Pull tables out of any PDF — text-based, scanned, or mixed — and get clean JSON and CSV files back.
No complicated setup. No system installs needed for regular PDFs. Just Python and one pip install.


How It Works

flowchart TD
    A([You upload or drop a PDF]) --> B{Does the page have text?}

    B -- Yes --> C[Read text directly\nusing pdfplumber]
    B -- No / Scanned image --> D[Convert page to image\nusing PyMuPDF]

    B -- Has text AND embedded images --> C
    B -- Has text AND embedded images --> D

    C --> E[Find tables by\nborders or word positions]
    D --> F[Find tables by\nimage line detection]
    F --> G[Read text in each cell\nusing EasyOCR]

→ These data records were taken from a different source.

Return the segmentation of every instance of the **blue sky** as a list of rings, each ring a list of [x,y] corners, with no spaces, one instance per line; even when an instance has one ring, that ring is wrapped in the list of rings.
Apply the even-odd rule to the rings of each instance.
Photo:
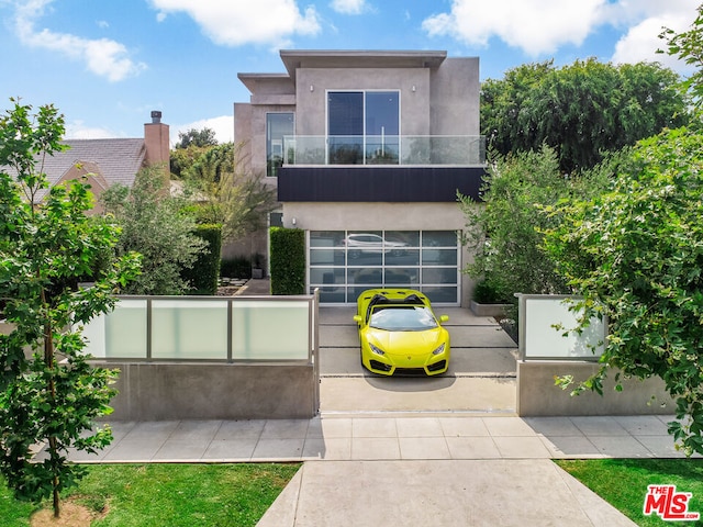
[[[171,139],[232,139],[238,72],[283,72],[283,49],[444,49],[481,79],[554,58],[659,60],[662,26],[702,0],[0,0],[0,99],[65,114],[67,137],[141,137],[152,110]]]

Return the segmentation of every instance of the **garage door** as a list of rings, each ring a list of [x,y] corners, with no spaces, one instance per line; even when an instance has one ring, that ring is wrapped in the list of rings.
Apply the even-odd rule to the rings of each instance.
[[[371,288],[412,288],[433,303],[459,305],[456,231],[310,231],[310,291],[349,304]]]

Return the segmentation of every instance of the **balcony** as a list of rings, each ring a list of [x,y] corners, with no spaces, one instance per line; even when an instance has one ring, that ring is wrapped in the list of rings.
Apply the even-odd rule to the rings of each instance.
[[[480,135],[366,135],[283,137],[283,166],[462,166],[486,162]]]

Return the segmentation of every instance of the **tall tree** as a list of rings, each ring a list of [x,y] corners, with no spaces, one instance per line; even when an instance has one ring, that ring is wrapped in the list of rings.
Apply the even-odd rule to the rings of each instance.
[[[566,280],[543,249],[544,231],[554,226],[555,218],[539,208],[598,193],[614,162],[609,159],[598,169],[565,178],[556,152],[548,146],[494,160],[484,178],[482,203],[459,197],[467,222],[465,243],[476,255],[464,271],[513,302],[514,293],[568,292]]]
[[[0,305],[12,325],[0,335],[0,471],[16,497],[52,497],[59,516],[60,492],[83,474],[66,451],[94,452],[111,440],[93,421],[109,412],[113,372],[87,362],[81,325],[112,309],[138,259],[129,254],[100,268],[119,229],[85,214],[87,184],[47,191],[43,173],[46,156],[64,148],[63,116],[53,105],[32,114],[12,101],[0,117]],[[94,285],[78,288],[86,277]],[[44,441],[47,458],[34,462],[32,448]]]
[[[703,453],[701,144],[703,135],[687,128],[644,139],[607,192],[548,209],[555,226],[545,237],[582,299],[574,301],[582,325],[607,317],[601,368],[577,391],[602,392],[613,368],[661,378],[677,402],[669,431],[688,455]]]
[[[212,147],[186,172],[198,201],[199,222],[221,224],[224,240],[264,228],[276,206],[275,189],[242,169],[241,147],[234,143]]]
[[[189,146],[216,146],[215,131],[204,127],[202,130],[190,128],[188,132],[178,133],[178,143],[176,148],[188,148]]]
[[[142,273],[125,292],[182,294],[189,284],[181,270],[190,268],[207,243],[193,234],[194,218],[182,199],[171,197],[158,170],[145,168],[131,189],[112,186],[101,194],[104,211],[122,228],[120,254],[142,255]]]
[[[667,41],[666,53],[679,57],[695,68],[695,71],[683,81],[683,87],[693,94],[693,103],[701,111],[703,109],[703,4],[696,9],[695,20],[688,31],[677,33],[665,27],[659,37]],[[665,53],[661,49],[658,52]]]
[[[687,124],[679,77],[658,64],[613,66],[595,59],[555,68],[525,65],[481,91],[482,134],[502,155],[553,147],[563,172],[595,166],[618,150]]]

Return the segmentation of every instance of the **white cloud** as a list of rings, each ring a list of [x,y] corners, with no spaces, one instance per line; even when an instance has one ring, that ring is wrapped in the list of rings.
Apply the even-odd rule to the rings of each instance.
[[[314,7],[301,13],[295,0],[150,0],[150,3],[159,11],[157,20],[185,12],[214,43],[230,46],[278,45],[293,34],[314,35],[321,29]]]
[[[47,29],[36,30],[35,24],[53,0],[30,0],[15,3],[14,27],[20,41],[31,47],[40,47],[81,60],[93,74],[110,82],[138,75],[146,69],[144,63],[130,58],[126,47],[110,38],[89,40]]]
[[[677,2],[661,9],[661,13],[655,13],[641,22],[633,25],[615,45],[612,61],[615,64],[659,61],[662,65],[681,74],[690,74],[692,67],[687,66],[677,57],[667,54],[657,54],[657,49],[667,49],[666,41],[659,38],[662,27],[668,27],[677,33],[687,31],[695,18],[695,9],[699,0]]]
[[[108,128],[87,126],[82,121],[66,123],[67,139],[108,139],[116,137],[116,134]]]
[[[234,141],[234,116],[221,115],[219,117],[201,119],[188,124],[179,124],[170,127],[170,143],[174,146],[178,143],[179,132],[186,133],[189,130],[211,128],[215,132],[217,143],[230,143]]]
[[[453,0],[449,13],[423,21],[431,35],[449,35],[471,45],[496,36],[536,56],[562,44],[580,45],[601,16],[605,0]]]
[[[590,33],[610,25],[624,36],[614,49],[615,63],[658,60],[676,69],[680,64],[656,54],[662,25],[684,30],[701,0],[451,0],[449,12],[423,22],[429,36],[446,35],[469,45],[487,46],[496,37],[528,55],[551,54],[565,44],[579,46]]]
[[[332,0],[330,5],[342,14],[361,14],[369,9],[366,0]]]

    E --> H{Table spans\nmultiple pages?}
    G --> H

    H -- Yes --> I[Merge into one table]
    H -- No  --> J[Keep as-is]

    I --> K([Save as JSON + CSV])
    J --> K
Loading

In plain English:

  • If the PDF has real text → we read it directly. Fast and accurate.
  • If the PDF is a scanned image (or has images inside it) → we recognise the text using AI (EasyOCR).
  • If a table runs across two pages → we automatically join them into one.
  • The final output is always clean JSON and CSV files.

Project Structure

AiProject/
├── app.py              ← Web frontend (Flask)
├── main.py             ← Command-line tool
├── config.py           ← Settings you can tweak
├── requirements.txt
│
├── input/              ← Drop your PDFs here (for CLI use)
├── output/             ← Results appear here (for CLI use)
├── templates/
│   └── index.html      ← The web page
│
├── extractors/
│   ├── pipeline.py     ← Decides digital vs OCR per page
│   ├── digital.py      ← Reads text-based PDF tables
│   ├── ocr.py          ← Reads image/scanned tables
│   └── base.py         ← Shared data structures
│
├── exporters/
│   ├── json_exp.py     ← Writes JSON output
│   └── csv_exp.py      ← Writes CSV output
│
└── utils/
    ├── analyzer.py     ← Detects if a page is scanned
    ├── image_proc.py   ← Image cleanup (deskew, denoise)
    ├── merger.py       ← Joins multi-page tables
    └── table_utils.py  ← Cell cleaning and validation

Installation

Requirements: Python 3.9 or higher.

pip install -r requirements.txt

That installs everything. No Tesseract, no Ghostscript, no Poppler needed.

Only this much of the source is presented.